Exploring Multi-Armed Bandit Problem: Epsilon-Greedy, Epsilon-Decreasing, UCB, and Thompson Sampling

11 min readNov 20, 2023

Introduction

The multi-armed bandit problem is a classic dilemma in the realm of sequential decision-making under uncertainty. It finds applications in a wide array of domains, from recommendation systems and clinical trials to online advertising and resource allocation. At its core, the problem revolves around efficiently allocating resources (such as time, money, or clicks) to a set of options, referred to as “arms” in order to maximize cumulative rewards.

What is the Multi-Armed Bandit Problem?

The multi-armed bandit problem embodies several key characteristics:

Stateless:
In the context of this problem, we operate in a stateless environment. This means that each decision made at any given time does not depend on prior decisions or states. It’s as if we are pulling levers on a row of slot machines (the “bandits”) independently.

No Change of Environment:
Unlike some decision-making scenarios where the environment can change or adapt over time, the multi-armed bandit problem (in general) assumes a static environment. The probabilities of receiving rewards from each arm do not change during the course of the problem. Thus, the challenge lies in discovering the arm that consistently yields the highest average reward.

Objective:
The primary objective in the multi-armed bandit problem is to identify and exploit the arm that, on average, produces the largest reward. This objective necessitates a careful balance between exploring the arms to gather information and exploiting the current best-known arm to maximize rewards.

Two Kinds of Environments Explored in the Context of the Multi-Armed Bandit Problem

There are two fundamental types of reward environments we can solve as the Multi-Armed Bandit Problem.

Discrete Reward:
In the discrete reward environment, each arm provides rewards from a finite set of possibilities. This discrete nature simplifies the problem to some extent but still presents interesting challenges in optimizing decision-making. An example of this type of reward is a click by a viewer of Internet Advertisement, i.e. 1 if a user clicks it while 0 if he/she does not.

Continuous Reward:
The continuous reward environment extends the problem to situations where arms yield rewards from a continuous range of values. This adds complexity, as decisions now involve real-valued rewards and demand more sophisticated strategies. An example of this type of reward is a user’s level of interaction or satisfaction with the recommended content by a recommendation system. It will be high (continuous measurement) when the recommended contents matches with the user’s interests and increases the engagement.

In this blog, we delve into the multi-armed bandit problem by focusing primarily on the discrete reward environment, which is a fundamental and commonly encountered scenario.

Algorithms We Will Learn Through This Blog

To tackle the multi-armed bandit problem effectively, we will learn several well-established algorithms, each with its own approach to balancing exploration and exploitation.

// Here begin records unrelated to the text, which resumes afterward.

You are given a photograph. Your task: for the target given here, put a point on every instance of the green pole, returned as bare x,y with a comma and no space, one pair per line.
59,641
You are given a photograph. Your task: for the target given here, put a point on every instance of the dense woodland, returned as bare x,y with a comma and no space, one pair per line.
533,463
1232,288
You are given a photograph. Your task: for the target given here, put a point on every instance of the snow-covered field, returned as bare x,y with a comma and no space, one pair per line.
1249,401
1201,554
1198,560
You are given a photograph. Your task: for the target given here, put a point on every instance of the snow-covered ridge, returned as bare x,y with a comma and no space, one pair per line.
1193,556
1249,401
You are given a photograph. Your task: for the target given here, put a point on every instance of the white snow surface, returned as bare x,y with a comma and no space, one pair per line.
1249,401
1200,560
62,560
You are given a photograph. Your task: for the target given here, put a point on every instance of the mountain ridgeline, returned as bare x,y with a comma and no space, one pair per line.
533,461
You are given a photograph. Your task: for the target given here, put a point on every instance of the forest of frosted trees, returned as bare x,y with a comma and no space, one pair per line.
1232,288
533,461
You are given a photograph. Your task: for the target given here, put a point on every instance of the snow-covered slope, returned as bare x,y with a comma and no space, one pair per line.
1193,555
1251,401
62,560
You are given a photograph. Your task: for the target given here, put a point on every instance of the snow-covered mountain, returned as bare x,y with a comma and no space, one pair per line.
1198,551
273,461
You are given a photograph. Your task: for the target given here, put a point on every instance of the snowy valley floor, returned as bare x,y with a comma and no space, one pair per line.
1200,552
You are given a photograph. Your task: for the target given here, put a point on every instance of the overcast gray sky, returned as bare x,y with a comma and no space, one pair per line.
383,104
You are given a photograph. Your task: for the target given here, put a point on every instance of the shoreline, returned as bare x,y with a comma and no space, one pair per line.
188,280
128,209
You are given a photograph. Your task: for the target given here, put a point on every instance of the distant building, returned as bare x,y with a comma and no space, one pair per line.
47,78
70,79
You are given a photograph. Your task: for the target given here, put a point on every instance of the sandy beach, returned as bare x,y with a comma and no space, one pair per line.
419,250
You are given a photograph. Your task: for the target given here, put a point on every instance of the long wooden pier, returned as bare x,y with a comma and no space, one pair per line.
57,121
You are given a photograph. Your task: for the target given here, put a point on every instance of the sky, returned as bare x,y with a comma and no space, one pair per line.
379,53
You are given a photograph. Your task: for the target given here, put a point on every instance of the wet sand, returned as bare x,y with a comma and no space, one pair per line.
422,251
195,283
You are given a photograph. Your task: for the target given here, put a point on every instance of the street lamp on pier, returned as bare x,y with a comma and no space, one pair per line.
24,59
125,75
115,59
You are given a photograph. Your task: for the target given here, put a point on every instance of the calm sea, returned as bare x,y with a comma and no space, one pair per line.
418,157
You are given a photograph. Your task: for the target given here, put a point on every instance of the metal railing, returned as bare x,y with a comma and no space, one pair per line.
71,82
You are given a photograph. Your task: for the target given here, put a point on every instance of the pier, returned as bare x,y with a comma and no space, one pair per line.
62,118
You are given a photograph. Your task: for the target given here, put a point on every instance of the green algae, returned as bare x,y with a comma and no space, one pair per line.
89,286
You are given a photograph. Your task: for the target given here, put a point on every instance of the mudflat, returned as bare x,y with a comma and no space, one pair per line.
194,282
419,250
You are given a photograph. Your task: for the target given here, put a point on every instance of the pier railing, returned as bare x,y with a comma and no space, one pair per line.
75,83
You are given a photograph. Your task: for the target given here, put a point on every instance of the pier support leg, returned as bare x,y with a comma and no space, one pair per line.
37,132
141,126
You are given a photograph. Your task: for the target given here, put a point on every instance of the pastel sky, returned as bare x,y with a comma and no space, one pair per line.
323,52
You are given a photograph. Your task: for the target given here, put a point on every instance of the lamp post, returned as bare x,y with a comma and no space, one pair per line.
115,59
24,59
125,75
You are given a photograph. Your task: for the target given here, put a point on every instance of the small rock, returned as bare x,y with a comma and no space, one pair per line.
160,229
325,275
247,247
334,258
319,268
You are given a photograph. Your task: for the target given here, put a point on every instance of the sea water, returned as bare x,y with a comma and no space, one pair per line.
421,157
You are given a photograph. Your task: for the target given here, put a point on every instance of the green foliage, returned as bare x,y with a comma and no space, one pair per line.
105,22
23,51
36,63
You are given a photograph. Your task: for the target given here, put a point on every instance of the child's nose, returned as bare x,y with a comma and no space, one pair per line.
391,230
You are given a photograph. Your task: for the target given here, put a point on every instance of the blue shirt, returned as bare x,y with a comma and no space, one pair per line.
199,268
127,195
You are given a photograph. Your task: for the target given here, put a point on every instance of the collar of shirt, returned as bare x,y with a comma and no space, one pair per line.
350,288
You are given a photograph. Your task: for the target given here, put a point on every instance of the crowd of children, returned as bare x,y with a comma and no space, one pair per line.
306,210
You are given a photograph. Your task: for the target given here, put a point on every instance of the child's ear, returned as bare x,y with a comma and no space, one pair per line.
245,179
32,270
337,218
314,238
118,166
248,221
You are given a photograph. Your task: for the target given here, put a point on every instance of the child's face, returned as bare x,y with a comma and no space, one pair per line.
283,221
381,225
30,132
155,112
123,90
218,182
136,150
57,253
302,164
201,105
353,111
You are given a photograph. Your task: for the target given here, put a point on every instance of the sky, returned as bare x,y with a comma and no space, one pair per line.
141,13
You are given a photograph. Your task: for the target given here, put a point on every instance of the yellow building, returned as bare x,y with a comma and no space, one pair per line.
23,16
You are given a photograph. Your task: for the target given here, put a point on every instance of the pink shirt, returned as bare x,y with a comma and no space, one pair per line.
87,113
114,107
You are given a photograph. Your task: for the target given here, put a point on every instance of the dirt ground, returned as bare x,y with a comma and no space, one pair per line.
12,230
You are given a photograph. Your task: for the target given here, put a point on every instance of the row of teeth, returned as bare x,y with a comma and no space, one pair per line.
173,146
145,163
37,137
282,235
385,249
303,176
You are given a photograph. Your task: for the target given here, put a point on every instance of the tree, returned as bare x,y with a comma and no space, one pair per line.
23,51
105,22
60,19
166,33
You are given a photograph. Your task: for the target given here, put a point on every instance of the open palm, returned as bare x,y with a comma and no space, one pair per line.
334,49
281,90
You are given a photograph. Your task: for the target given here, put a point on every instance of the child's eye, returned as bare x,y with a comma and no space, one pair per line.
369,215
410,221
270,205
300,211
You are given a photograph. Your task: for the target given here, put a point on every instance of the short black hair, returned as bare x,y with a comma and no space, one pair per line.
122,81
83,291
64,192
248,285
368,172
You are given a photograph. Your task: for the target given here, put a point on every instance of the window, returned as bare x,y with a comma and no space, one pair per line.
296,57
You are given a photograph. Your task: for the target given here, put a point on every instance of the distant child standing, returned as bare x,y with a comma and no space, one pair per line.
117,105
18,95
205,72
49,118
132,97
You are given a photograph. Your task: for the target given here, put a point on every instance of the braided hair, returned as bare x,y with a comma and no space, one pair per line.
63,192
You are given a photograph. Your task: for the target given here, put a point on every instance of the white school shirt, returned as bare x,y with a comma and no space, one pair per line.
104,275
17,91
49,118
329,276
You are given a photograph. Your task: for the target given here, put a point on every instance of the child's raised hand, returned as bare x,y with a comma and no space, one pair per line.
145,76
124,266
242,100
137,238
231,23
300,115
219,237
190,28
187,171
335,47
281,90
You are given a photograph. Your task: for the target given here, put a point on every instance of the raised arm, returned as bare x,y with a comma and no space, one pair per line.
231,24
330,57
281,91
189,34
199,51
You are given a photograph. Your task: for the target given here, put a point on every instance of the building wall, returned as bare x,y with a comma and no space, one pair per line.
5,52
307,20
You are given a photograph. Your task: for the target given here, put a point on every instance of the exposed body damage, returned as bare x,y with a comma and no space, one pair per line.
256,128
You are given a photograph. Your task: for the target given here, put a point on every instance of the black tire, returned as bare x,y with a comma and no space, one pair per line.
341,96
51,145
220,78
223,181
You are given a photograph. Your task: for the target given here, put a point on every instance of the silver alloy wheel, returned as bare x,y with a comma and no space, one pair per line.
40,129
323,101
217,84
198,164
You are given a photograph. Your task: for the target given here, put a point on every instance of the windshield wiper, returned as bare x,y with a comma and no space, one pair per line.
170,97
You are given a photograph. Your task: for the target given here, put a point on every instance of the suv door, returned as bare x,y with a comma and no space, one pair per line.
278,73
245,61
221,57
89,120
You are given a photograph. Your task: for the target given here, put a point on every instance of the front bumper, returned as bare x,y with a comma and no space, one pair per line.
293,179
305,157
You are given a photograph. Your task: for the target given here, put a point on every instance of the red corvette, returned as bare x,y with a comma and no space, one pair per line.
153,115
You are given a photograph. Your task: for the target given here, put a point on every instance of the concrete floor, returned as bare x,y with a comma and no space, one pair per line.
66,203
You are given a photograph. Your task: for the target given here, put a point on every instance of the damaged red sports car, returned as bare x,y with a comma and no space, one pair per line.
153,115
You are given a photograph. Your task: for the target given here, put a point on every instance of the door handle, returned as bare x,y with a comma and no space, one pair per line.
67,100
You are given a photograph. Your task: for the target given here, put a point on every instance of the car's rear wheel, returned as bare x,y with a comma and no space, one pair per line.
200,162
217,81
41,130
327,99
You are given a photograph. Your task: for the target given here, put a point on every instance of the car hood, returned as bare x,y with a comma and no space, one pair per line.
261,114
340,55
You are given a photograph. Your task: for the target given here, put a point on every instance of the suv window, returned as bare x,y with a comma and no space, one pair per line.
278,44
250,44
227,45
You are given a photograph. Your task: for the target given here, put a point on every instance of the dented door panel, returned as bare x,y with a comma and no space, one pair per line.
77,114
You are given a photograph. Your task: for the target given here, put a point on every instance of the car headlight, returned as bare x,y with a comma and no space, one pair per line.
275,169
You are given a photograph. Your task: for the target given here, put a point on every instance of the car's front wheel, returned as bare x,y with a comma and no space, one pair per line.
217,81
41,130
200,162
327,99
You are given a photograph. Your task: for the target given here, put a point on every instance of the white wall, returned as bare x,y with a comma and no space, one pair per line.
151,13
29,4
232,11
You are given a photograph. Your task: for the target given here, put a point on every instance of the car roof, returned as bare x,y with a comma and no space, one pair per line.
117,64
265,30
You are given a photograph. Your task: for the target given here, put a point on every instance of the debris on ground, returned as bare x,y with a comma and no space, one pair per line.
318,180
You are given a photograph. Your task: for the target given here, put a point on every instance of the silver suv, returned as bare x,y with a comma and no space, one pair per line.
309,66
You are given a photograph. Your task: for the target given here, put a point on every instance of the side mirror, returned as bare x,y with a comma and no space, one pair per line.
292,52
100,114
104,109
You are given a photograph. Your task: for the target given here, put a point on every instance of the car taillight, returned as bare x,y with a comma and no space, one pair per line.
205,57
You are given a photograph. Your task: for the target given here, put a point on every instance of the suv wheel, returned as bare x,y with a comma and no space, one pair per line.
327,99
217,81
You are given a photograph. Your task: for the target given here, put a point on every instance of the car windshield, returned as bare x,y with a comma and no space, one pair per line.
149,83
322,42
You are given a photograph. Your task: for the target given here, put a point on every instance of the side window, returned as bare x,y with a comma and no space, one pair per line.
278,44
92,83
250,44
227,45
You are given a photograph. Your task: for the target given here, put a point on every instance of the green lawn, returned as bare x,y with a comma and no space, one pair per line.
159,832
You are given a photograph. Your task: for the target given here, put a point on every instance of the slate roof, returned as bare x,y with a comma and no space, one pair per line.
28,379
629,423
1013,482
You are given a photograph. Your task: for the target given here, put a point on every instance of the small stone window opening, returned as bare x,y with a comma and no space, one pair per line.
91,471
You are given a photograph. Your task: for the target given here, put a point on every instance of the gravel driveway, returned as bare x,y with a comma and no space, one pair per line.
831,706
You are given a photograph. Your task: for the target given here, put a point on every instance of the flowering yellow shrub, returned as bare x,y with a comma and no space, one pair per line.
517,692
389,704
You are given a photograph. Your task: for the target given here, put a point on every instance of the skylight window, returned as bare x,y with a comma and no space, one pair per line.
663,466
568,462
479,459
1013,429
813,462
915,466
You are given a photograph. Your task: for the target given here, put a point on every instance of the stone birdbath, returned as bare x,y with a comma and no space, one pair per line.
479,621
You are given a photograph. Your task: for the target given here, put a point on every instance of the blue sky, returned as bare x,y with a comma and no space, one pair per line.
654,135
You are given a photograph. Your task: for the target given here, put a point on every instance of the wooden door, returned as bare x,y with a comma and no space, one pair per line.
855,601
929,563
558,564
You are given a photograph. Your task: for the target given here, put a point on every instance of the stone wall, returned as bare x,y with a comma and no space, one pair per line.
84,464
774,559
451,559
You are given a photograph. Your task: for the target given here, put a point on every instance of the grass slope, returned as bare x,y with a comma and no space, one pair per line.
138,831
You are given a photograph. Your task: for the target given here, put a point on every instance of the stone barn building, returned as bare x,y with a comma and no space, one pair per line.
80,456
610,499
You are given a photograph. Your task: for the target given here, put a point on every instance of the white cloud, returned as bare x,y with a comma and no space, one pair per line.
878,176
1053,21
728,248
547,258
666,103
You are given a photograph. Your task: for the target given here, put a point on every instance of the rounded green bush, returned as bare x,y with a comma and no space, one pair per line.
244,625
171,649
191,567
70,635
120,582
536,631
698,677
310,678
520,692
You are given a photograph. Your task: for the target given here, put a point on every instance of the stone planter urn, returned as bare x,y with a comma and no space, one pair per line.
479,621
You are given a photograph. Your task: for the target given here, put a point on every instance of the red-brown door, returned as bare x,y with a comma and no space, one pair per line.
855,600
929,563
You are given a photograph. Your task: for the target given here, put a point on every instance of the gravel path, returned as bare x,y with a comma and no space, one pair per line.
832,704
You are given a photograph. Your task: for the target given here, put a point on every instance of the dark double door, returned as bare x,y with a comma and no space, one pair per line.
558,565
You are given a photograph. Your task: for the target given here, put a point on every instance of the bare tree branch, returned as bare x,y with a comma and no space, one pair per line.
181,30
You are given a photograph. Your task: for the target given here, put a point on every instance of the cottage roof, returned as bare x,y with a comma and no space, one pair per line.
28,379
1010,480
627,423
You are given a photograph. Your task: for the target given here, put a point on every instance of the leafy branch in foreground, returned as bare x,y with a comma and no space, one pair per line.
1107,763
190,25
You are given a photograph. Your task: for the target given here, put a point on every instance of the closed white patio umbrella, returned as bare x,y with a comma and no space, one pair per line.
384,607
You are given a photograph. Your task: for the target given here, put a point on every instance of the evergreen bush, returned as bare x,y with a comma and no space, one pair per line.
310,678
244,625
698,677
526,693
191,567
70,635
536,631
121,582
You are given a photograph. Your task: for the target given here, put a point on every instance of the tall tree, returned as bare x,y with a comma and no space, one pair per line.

These algorithms include:

Epsilon Greedy Algorithm:
The epsilon-greedy algorithm is a straightforward approach that balances exploration (randomly choosing an arm) and exploitation (choosing the arm with the highest estimated reward). It introduces an exploration parameter, epsilon $\epsilon$, which governs the trade-off between these two aspects.

Epsilon Decreasing:
Building upon the epsilon-greedy algorithm, epsilon-decreasing gradually reduces the exploration rate over time. This strategy allows for more exploration in the initial stages and transitions toward greater exploitation as the algorithm gathers more information.

Upper Confidence Bound (UCB):
The UCB algorithm calculates an upper confidence bound for each arm’s reward estimate, choosing the arm with the highest upper bound. This technique leverages uncertainty in reward estimates to guide exploration while favoring arms that are likely to be optimal.

Thompson Sampling:
Thompson Sampling is a probabilistic algorithm that models each arm’s reward distribution. It samples from these distributions to make decisions, naturally balancing exploration and exploitation by adapting to the observed rewards.

Throughout this blog, our primary focus will be on these algorithms applied to the discrete reward environment. By the end, you will have a comprehensive understanding of how to approach and address this intriguing problem in the context of discrete rewards. So let’s start!

First, we import packages.

Prepare a discrete reward multi-armed bandit environment

To begin, we set up a discrete reward multi-armed bandit environment. In this environment, we create ten arms, each with a mean reward probability that is uniformly sampled from the range [0, 1]. Each arm yields a reward of 1 with a probability equal to its mean reward probability and a reward of 0 with a probability of 1 minus the mean probability.

The above plot visualizes the mean probabilities associated with each arm. If we keep choosing arm1, we will receive a reward in 89% of the trials and this is the best performance we can achieve.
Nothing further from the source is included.